Chapter 42

Ibite back a sigh as I finish cleaning what I now consider to be my area of the kitchen. The staff still side-eye me, but at least they no longer seem to be contemplating kicking me out. It’s one of the few joys I have left.

Really, it can be summed up in two, sometimes three, things: baking, Emilio…

and sometimes Cristian. My emotions are a tangled weave when I think of him, never quite sure where I stand.

Still, as much as I’m struggling, I know he’s hurting far worse.

With that in mind, I throw the dishcloth in a hamper and go in search of him.

He’s in the first place I check, and my heart sinks with that realization. He’s pacing outside the medical wing. Both of us exist like wraiths inside this mansion. Unwanted. Hated. Ignored. At least, I’ve been finding my way back to Emilio, but Cristian exists even more on the fringes than I do.

“Dolce Cuore,” I interrupt, deliberately using a foolish, nonsensical translation that will bring a smile to his face.

It’s weak, although it disappears so rapidly that I want to explode…

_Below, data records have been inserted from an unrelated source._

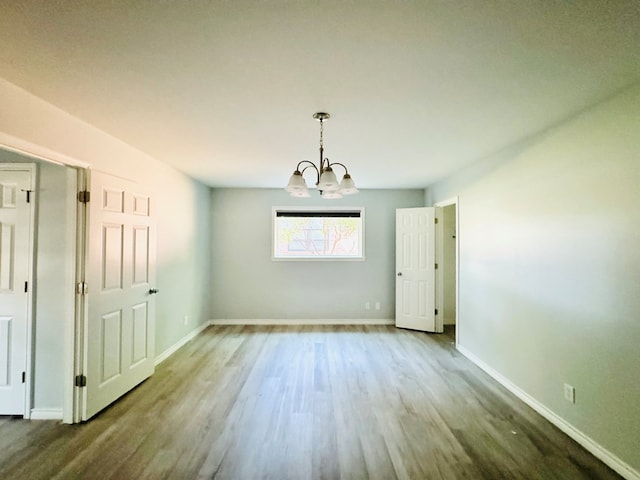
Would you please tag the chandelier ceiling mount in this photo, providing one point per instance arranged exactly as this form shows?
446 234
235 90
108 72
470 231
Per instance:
326 181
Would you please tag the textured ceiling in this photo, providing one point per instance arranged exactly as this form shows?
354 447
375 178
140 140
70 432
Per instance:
225 90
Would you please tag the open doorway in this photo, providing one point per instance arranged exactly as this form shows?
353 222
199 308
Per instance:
447 272
48 372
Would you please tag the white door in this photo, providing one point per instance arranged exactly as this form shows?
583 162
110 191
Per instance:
415 269
119 331
16 217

but at what? We’re the makers of our own misery, suffering the results of our actions.

Both of us should have been punished with death, and we know it.

I, at least, have found scraps of myself.

My poor Cristian lives less than a half-life.

“Yes, Cuore Mio?” he asks tonelessly.

Touching his arm gently, I respond, “Have you been outside lately? I was just going to take in some sunshine in the backyard. Do you want to join me for a bit?”

He hesitates, staring wistfully toward the medical wing, where his son is currently. I don’t rush him. It’s not like I have anywhere to be right now. Finally, his shoulders slump and he gives a sharp nod. We fall in line with each other as we head toward the back door.

Neither of us says a word as we walk. Sometimes words are useless things.

There’s none I can give him that will bring his marriage back or mend his relationship with his son.

Carter is happy with his life, and for Keegan and Marcus’s sake, I’m glad they found their missing piece.

But for my Sweetheart? I know the devastation of the heart, and the guilt tears at me.

We survived being kidnapped, only to be tossed into a new world, left unmoored, and we found what we thought was our footing through toxicity that merely poisoned what was left of our lives. How do we come back from that? How do we learn to move on when the world we knew is nothing but ashes?

Stepping outside, I take a deep breath before guiding Cristian over to the patio chairs, gently nudging him into a seat. I take a spot next to him and reach over to grasp his hand, holding onto it tightly so he knows I’m here.

For a while, we soak in the peace. I focus on my breathing, mindfulness, and just…

living. No longer having any real pressure still feels wrong.

It’s strange not being in charge—hell, not being involved in the family at all…

I’m firmly on the outside looking in. It's foreign to me, and while I’m working on finding myself, my friend is…

stagnant. And I’m not sure what to do. What support can someone be when they've thrown everything good away?

I have no answers. No magic words. The loneliness that eats at him, I also live with it every day.

Soon there’s a break in the random chirps of birds, the silence shattered by a soft cry that turns to sobs as the hand holding mine tightens in its grip.

The breath rushes out of me, and I half stand, half lurch over to him, closing even the smallest gap so I can wrap my free arm around him and pull him into a hug.

“Ti amo, Dolce Cuore. Sei forte, grintosa, e ce la farai. Ce la faremo. Insieme. Un passo alla volta, insieme,” I croon, letting his tears soak into my shirt. “Insieme. Sempre.”

The sobs ruin me, and my own tears break through.

We stay there, cuddling, huddled together, with the beating of our pain, loneliness, and fucking fear surrounding us.

Two men, once known for our strength, torn to shreds, in pieces, left with nothing but emotions we were never taught to feel, much less survive.

I’d give everything for a way to fix this, to go back to before, but at the same time…

I’m so proud of Emilio and the Boys. For finding their place in this life.

For leading a revolution. For being who they were always meant to be, even if Cristian and I are the casualties of a war we didn’t mean to start.

So here I’ll stay, with no answers. And no fucking way to find them…

Bound to a man I love, even though I can’t decide what type of love that is, because who am I to say what love is anymore?

All I know is that when he hurts, I hurt too.

When he cries, I will cry with him. And when he can’t cope, well, fuck, I’ll tear it all down so he can find that safe place. With me. Always.